Tuesday, April 10, 2012: Spring Blue

$
0
0
Opus Osm

Spring Blue

The color blue has taken over the streets of Prague.

Leaping from billboards, jumping from the sides of trams, enveloping bus stops, the blue is announcing to pedestrians and passersby that Prague Spring is bound to arrive soon — at least the musical spring. Since 1946 the blue and the elegant violin f-hole logo designed by the painter and typographer František Muzika have symbolized the most significant and longest-running music event in the Czech lands,The Prague Spring International Music Festival (this year May 12-June 3).

For music lovers this festival caps the season, offering concerts of foremost Czech as well as international musicians. The first time, the event was held one year after the end of the war to celebrate the 50th anniversary of the Czech Philharmonic.

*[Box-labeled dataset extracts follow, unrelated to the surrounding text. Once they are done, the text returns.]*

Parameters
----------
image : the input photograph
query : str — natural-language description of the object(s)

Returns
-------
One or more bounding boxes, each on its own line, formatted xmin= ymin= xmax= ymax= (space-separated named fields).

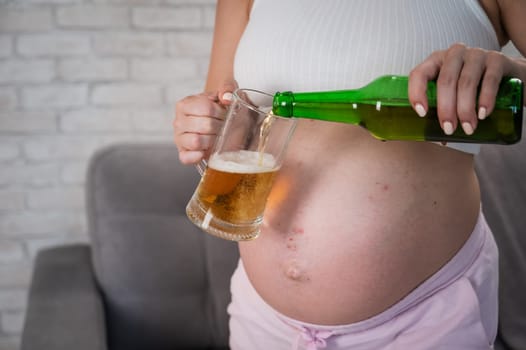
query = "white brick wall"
xmin=0 ymin=0 xmax=215 ymax=350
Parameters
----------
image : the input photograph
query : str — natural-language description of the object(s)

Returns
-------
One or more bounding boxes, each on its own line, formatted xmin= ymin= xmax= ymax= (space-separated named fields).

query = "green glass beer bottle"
xmin=272 ymin=75 xmax=524 ymax=144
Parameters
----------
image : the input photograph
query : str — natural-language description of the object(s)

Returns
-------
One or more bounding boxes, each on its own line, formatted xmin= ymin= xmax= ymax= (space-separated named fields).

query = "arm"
xmin=173 ymin=0 xmax=251 ymax=164
xmin=205 ymin=0 xmax=251 ymax=92
xmin=408 ymin=0 xmax=526 ymax=134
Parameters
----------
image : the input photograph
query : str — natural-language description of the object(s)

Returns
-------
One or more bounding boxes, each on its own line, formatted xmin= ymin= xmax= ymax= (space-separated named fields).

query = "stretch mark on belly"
xmin=285 ymin=260 xmax=309 ymax=282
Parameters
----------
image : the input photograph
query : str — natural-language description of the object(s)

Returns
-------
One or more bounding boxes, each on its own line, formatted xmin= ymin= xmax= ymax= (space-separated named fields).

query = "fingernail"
xmin=442 ymin=122 xmax=454 ymax=135
xmin=462 ymin=122 xmax=473 ymax=135
xmin=415 ymin=103 xmax=426 ymax=117
xmin=222 ymin=92 xmax=233 ymax=101
xmin=478 ymin=107 xmax=488 ymax=120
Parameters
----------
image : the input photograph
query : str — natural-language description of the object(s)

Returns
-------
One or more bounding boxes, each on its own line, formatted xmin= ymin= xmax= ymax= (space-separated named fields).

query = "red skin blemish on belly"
xmin=292 ymin=227 xmax=305 ymax=235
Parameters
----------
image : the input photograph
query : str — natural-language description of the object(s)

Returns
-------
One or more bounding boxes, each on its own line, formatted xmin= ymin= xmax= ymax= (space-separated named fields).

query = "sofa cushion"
xmin=87 ymin=144 xmax=238 ymax=350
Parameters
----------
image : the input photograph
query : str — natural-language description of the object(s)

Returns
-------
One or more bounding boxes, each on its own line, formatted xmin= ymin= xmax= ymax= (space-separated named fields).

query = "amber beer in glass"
xmin=186 ymin=89 xmax=296 ymax=241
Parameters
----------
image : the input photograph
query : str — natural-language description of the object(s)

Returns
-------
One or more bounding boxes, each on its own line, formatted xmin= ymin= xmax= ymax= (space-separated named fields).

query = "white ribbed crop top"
xmin=234 ymin=0 xmax=500 ymax=153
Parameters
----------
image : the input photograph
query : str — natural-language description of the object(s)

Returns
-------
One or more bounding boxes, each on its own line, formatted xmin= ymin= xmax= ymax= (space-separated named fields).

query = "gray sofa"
xmin=22 ymin=138 xmax=526 ymax=350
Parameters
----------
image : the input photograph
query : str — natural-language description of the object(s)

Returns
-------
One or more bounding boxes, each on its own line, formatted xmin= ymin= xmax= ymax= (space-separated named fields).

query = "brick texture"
xmin=0 ymin=0 xmax=215 ymax=342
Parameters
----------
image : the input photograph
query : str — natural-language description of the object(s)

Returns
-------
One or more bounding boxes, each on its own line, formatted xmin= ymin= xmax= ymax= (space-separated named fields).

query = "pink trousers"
xmin=228 ymin=213 xmax=498 ymax=350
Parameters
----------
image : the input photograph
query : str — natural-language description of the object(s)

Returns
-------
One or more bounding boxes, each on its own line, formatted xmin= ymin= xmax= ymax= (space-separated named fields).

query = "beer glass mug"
xmin=186 ymin=89 xmax=296 ymax=241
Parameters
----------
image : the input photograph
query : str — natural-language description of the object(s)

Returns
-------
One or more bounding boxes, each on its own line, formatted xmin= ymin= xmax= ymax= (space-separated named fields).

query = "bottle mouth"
xmin=272 ymin=91 xmax=294 ymax=118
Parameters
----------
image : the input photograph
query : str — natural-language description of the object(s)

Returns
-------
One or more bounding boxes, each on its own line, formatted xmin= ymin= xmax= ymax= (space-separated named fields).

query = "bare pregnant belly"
xmin=240 ymin=124 xmax=480 ymax=325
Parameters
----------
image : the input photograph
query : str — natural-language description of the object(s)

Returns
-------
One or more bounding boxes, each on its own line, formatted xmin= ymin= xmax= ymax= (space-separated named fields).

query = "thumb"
xmin=217 ymin=80 xmax=238 ymax=105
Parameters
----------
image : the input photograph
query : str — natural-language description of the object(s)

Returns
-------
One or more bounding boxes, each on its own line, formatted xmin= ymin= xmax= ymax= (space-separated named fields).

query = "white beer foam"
xmin=208 ymin=151 xmax=276 ymax=174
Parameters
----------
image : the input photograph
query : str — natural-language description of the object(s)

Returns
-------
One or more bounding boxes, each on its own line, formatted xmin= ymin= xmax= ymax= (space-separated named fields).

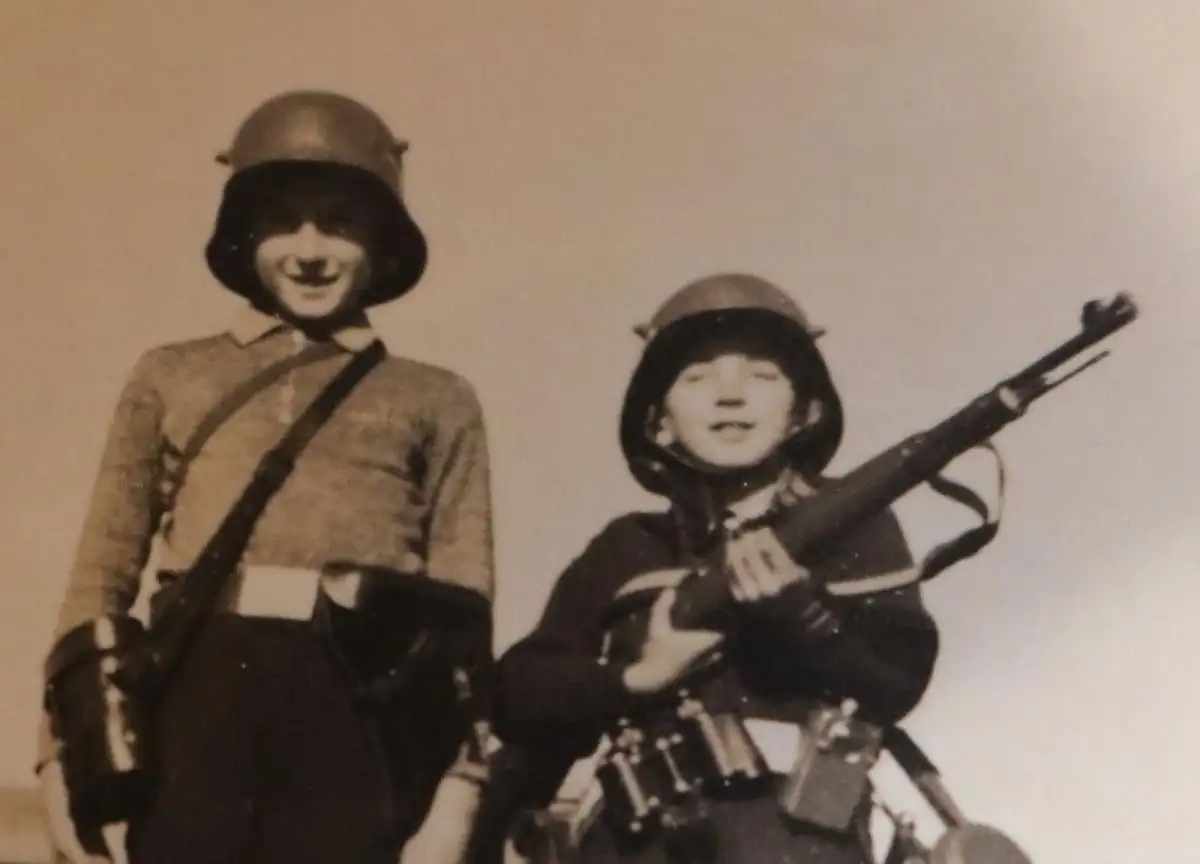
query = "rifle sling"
xmin=157 ymin=342 xmax=341 ymax=512
xmin=122 ymin=340 xmax=386 ymax=690
xmin=824 ymin=442 xmax=1004 ymax=596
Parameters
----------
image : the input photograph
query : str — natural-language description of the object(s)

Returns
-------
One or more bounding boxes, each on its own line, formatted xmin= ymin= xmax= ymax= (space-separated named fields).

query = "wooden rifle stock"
xmin=671 ymin=294 xmax=1138 ymax=628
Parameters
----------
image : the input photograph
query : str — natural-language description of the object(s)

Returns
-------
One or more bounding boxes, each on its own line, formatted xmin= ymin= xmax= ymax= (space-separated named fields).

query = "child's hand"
xmin=38 ymin=760 xmax=125 ymax=864
xmin=624 ymin=588 xmax=724 ymax=694
xmin=725 ymin=528 xmax=809 ymax=602
xmin=726 ymin=528 xmax=839 ymax=640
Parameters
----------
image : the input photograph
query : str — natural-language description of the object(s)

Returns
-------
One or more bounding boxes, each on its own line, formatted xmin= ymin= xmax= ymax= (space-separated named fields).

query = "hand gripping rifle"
xmin=657 ymin=294 xmax=1138 ymax=628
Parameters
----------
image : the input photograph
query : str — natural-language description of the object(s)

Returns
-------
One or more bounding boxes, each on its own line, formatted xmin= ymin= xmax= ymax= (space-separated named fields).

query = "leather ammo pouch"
xmin=313 ymin=564 xmax=492 ymax=836
xmin=43 ymin=342 xmax=386 ymax=854
xmin=776 ymin=706 xmax=883 ymax=834
xmin=46 ymin=616 xmax=152 ymax=854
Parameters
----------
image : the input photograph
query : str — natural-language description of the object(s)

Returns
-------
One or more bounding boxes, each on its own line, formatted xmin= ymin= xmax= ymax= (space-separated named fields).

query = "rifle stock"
xmin=671 ymin=294 xmax=1138 ymax=628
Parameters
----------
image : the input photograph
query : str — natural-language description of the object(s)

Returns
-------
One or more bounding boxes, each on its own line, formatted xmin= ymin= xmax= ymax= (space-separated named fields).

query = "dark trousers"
xmin=578 ymin=794 xmax=871 ymax=864
xmin=130 ymin=616 xmax=398 ymax=864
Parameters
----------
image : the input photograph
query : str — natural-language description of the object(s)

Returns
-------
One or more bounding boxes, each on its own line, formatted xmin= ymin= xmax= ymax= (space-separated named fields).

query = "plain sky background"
xmin=0 ymin=0 xmax=1200 ymax=864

Traditionally, it opens on May 12th, the anniversary of Bedřich Smetana’s death, with a performance of his opus My Country, and then rushes into multiple venues and even musical styles. This year the honour of the first concert goes after some time to the Czech Philharmonic led by the Russian conductor Vasilij Petrenko, only the eighth foreign conductor to commence the festival.

Interestingly, though classical at heart, the festival is not confined only to big ensemble performances. The program branches into chamber music, brass band, and even jazz. And beside the standard concert halls, listeners will find themselves in less usual venues, such as this year at the Emauzy Abbey and also the Technical Museum in Letná, where the homage concert to the centenarian anniversary of the unconventional John Cage will take place. (Unfortunately, tickets to this event have already disappeared.)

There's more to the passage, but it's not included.